Simóes Bucair es un constructor de Cuiabá, apasionado por las cosas indias. Colaboró a menudo con el ente de protección y muchas veces se aventuró en regiones inexploradas para acercarse a los indígenas. En la actualidad prepara una expedición que irá al norte para tratar de pacificar a la tribu de los cintas largas, o lo que reste de ella. Bucair da su opinión sobre los gravísimos hechos:
"No fueron muertos todos los cintas largas. La tribu fue ametrallada desde un avión, hace algunos meses. Muchos murieron, pero una gran cantidad de cintas largas está aún en ia selva, en los confines de la Amazonia. Allí iré a verlos, para pacificarlos. No es una tarea fácil: se parte hacia el centro de la zona donde vive la tribu; por el camino hay que dejar regalos, para atraer a los indios. Estos salen para tomar los regalos y se los llevan. Se trata de cualquier objeto: vidrio, utensilios varios, comida. Si el indio sale una vez, volverá con toda seguridad. Cuando se observa que desaparecen los regalos, se colocan otros, y luego otros, hasta que los indios toman confianza y se dejan ver. Entonces se trata de entablar amistad con ellos. Después, sólo es cuestión de paciencia. Hay que acostumbrarlos a nuestras costumbres y a nuestra comida; a que vengan a los puestos indígenas donde tienen asistencia médica, un misionero y alimento asegurado."
Le pregunto a Bucair si los indios están conformes por tener que trasladarse a los puestos.

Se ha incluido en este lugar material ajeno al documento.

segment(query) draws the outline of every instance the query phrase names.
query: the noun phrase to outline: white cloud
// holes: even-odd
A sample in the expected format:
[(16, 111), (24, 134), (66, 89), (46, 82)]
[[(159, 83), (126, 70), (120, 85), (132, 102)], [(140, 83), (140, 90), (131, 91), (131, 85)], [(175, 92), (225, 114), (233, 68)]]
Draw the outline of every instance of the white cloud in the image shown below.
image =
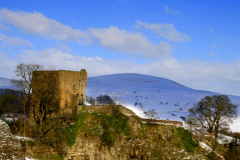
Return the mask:
[(89, 76), (114, 73), (140, 73), (164, 77), (194, 89), (215, 91), (224, 94), (239, 94), (240, 62), (178, 61), (164, 57), (148, 64), (133, 61), (104, 60), (100, 57), (74, 56), (55, 48), (42, 51), (24, 50), (21, 62), (40, 63), (57, 69), (81, 70)]
[(29, 46), (29, 47), (34, 47), (33, 44), (30, 43), (27, 40), (24, 40), (24, 39), (16, 37), (16, 36), (15, 37), (8, 37), (8, 36), (6, 36), (2, 33), (0, 33), (0, 41), (3, 41), (2, 47), (5, 47), (5, 46), (14, 46), (14, 47)]
[(159, 36), (164, 37), (170, 41), (190, 41), (191, 38), (186, 34), (180, 34), (176, 28), (171, 24), (163, 23), (163, 24), (152, 24), (152, 23), (144, 23), (141, 21), (136, 21), (137, 25), (135, 27), (141, 28), (144, 27), (146, 29), (150, 29), (157, 33)]
[(168, 13), (175, 14), (175, 15), (179, 14), (179, 11), (171, 10), (171, 9), (168, 8), (168, 6), (164, 6), (164, 8), (165, 8), (165, 13), (166, 14), (168, 14)]
[(0, 77), (13, 78), (17, 62), (6, 57), (4, 52), (0, 52)]
[(27, 34), (40, 35), (55, 40), (80, 41), (87, 34), (79, 29), (63, 25), (56, 20), (49, 19), (39, 12), (11, 11), (6, 8), (0, 10), (0, 20), (23, 30)]
[(220, 49), (220, 45), (216, 45), (215, 43), (212, 43), (211, 46), (216, 49)]
[(209, 30), (210, 32), (214, 33), (214, 30), (212, 28), (206, 28), (207, 30)]
[(153, 44), (140, 33), (130, 33), (115, 26), (89, 30), (91, 35), (99, 40), (101, 46), (121, 53), (140, 53), (145, 57), (160, 57), (172, 50), (166, 42)]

"¿Qué importancia tiene? -responde- Dejarlos en libertad, además de ser un peligro para el que va a la selva, es un retroceso en el progreso. Estamos en 1968, y es increíble que aún existan salvajes en la tierra. Si bien en los puestos se enferman, se desalientan y muchos mueren, lo mismo morirían si se los dejara en libertad. Son una raza terminada -agrega-; no tienen nada que ver con el resto del mundo. Lograran sobrevivir sólo aquellos que se dejen integrar."